The un-named author of a recent FT View opens by reminding readers of many factors often cited by scientists that may be behind the decline in bee populations across Europe and the US: habitat loss, disease and nutritional stress.
There are an estimated 3tn honey bees across the world. With their wild relatives they have been providing an essential service to mankind for millions of years.
The role that certain pesticides play in their decline has been fiercely disputed by environmentalists, farmers and industry lobbyists. In an earlier FT article Chloe Cornish recalls that previous studies indicated that neonicotinoids do harm bees, but were criticised because they were laboratory-based and did not replicate complex real world conditions.
It was conducted over a year at 33 sites across the UK, Hungary and Germany, over an area spanning 2,000 hectares.
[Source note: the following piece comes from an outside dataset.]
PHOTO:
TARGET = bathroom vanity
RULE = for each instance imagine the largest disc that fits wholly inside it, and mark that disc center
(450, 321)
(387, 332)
It concludes that neonicotinoids — a widely used group of pesticides applied to seeds before planting — can indeed damage the ability of bees to establish new populations.
The $3m field study was joint funded by the chemical companies Syngenta and Bayer companies which produce most of these pesticides, and The Centre for Ecology and Hydrology’s contributed £400,000.
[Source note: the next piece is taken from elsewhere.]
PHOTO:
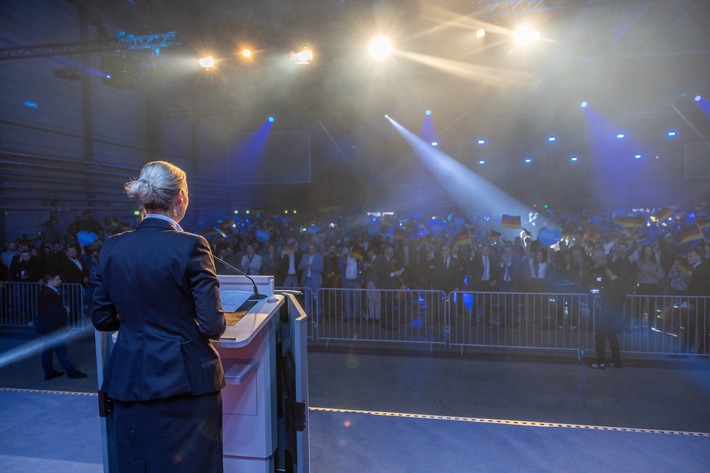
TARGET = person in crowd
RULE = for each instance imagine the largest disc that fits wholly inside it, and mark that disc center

The findings add to an accumulating body of scientific research suggesting that “neonics” are a big contributor to the problem. They have played a part both in the phenomenon known as colony collapse disorder, in which commercial bees suddenly and mysteriously die off, and also in the tragic decline of wild bee populations in Europe and the US.
Facing denial in the face of this growing evidence lead authors Richard Pywell and Richard Shore told reporters in London that they were braced for hostility, acknowledging that this was a contentious area. Bayer and Syngenta have dismissed the report’s conclusions as simplistic and inconsistent— reminding the writer of the tactics once used by tobacco companies to fend off health-related regulation.
The implications are grim. Bees and other pollinators play a role in the production of about a third of the food eaten. Without them, basics such as coffee, chocolate and almost every fruit and vegetable would become scarce at best.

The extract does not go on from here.